For each input term, queries the AGROVOC SPARQL endpoint for concepts whose skos:prefLabel or skos:altLabel contains the term, ranks the matches by Levenshtein distance to the canonical label, and returns the best hit. Results are cached on disk via cache_path so that repeated runs over the same vocabulary do not re-query FAO.

Usage

causal_ontology_agrovoc_align(
  terms,
  cache_path = NULL,
  max_per_term = 5L,
  endpoint = "https://agrovoc.fao.org/sparql",
  timeout_sec = 60L,
  verbose = FALSE
)

Arguments

terms

Character vector of free-text terms (typically the nodes of a Knowledge Graph).

cache_path

Optional .rds file path.
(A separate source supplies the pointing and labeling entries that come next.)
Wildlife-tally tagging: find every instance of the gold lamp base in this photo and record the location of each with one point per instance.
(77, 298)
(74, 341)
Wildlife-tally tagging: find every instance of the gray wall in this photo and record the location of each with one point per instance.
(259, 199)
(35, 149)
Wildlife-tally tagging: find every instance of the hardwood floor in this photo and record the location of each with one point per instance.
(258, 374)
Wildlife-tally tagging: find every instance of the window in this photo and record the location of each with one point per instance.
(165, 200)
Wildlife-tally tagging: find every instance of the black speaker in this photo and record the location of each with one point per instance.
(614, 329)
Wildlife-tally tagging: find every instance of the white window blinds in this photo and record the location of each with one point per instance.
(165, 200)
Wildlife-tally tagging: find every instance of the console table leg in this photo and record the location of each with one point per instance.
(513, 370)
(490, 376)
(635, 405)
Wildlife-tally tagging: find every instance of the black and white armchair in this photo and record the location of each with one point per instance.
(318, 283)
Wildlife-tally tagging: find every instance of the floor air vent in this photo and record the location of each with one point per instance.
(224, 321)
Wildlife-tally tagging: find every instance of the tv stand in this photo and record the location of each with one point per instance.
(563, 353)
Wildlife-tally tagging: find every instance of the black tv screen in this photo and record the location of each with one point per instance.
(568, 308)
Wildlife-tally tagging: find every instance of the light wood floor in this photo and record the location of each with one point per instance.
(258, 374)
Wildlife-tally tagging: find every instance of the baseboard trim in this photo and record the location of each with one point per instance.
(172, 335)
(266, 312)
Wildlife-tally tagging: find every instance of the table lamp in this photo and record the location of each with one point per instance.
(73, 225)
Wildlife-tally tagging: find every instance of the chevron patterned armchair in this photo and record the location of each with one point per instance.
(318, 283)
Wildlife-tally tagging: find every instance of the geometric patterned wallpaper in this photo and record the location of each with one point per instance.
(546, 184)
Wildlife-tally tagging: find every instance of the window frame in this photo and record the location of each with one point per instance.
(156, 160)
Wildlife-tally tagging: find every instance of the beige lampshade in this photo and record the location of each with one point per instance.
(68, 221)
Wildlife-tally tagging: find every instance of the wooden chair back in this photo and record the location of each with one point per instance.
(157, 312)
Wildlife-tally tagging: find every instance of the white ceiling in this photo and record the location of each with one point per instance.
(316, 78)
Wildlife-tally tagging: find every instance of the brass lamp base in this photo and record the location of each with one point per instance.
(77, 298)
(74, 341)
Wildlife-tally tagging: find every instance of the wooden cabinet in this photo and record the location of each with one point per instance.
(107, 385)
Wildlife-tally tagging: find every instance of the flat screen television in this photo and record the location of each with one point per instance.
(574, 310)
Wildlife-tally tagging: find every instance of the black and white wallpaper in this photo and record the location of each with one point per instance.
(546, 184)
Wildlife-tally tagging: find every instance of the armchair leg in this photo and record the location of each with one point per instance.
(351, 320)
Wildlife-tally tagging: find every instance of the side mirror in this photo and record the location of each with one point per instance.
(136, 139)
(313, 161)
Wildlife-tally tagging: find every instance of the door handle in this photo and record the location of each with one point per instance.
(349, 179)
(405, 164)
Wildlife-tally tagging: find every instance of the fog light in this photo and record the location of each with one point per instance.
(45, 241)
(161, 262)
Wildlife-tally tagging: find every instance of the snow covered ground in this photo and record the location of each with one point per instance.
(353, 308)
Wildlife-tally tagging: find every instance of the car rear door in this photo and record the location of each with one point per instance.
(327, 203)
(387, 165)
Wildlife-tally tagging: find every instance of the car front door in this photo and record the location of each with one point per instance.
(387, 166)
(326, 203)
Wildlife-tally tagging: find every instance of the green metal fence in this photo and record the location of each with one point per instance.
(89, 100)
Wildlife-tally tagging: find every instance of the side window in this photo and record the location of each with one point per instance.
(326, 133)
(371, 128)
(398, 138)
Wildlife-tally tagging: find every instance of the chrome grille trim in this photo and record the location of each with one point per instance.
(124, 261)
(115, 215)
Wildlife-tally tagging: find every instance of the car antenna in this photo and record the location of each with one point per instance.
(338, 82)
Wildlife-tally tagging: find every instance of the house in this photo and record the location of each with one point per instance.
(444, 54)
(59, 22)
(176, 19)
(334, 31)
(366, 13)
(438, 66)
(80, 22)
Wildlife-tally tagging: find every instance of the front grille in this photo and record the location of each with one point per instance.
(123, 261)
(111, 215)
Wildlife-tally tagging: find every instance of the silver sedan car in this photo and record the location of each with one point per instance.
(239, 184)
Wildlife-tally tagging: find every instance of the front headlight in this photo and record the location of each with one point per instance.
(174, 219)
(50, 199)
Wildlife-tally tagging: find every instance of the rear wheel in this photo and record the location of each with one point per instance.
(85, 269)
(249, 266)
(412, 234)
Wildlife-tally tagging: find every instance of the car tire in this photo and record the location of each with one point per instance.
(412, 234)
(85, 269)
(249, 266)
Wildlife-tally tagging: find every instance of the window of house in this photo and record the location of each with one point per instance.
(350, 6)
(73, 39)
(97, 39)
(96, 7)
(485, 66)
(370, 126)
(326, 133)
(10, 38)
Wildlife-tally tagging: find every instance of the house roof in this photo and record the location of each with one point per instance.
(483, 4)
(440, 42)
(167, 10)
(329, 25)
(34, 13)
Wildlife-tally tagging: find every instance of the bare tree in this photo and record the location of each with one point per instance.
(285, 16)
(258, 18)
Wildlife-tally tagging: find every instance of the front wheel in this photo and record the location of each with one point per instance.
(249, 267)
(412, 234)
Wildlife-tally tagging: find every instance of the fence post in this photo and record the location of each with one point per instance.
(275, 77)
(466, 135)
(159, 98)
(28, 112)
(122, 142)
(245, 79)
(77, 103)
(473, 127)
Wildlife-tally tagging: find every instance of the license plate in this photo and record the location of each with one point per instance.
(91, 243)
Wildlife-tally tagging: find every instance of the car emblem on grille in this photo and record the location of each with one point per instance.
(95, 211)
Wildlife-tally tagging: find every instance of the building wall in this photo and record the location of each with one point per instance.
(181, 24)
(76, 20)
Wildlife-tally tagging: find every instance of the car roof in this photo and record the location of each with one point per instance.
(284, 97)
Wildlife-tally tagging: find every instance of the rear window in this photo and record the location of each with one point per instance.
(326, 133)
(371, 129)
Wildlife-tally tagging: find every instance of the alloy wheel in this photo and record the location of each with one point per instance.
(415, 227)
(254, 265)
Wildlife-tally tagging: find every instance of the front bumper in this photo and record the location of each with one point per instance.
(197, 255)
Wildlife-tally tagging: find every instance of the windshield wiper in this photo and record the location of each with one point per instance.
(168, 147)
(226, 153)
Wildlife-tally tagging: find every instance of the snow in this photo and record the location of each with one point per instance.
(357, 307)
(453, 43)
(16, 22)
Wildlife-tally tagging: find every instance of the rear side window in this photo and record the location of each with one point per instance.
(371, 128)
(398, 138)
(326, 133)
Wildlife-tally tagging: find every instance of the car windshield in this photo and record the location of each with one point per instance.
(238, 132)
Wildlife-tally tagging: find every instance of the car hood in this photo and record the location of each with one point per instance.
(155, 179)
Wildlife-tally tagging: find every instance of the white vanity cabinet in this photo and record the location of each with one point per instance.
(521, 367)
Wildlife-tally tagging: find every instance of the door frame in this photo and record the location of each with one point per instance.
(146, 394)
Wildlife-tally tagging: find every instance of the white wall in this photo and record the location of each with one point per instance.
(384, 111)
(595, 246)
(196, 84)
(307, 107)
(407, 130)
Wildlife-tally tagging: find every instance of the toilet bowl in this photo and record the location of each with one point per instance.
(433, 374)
When supplied, the function reads cached matches on entry and writes updated matches on exit.

max_per_term

Integer — how many candidates to request per term (AGROVOC query LIMIT). The best one is kept.

endpoint

Override the SPARQL endpoint URL.

timeout_sec

Per-query timeout.

verbose

Logical — print one line per queried term.

Value

A data frame with columns term (input), uri (AGROVOC concept), label (AGROVOC pref label), distance (Levenshtein of lowercased label vs term).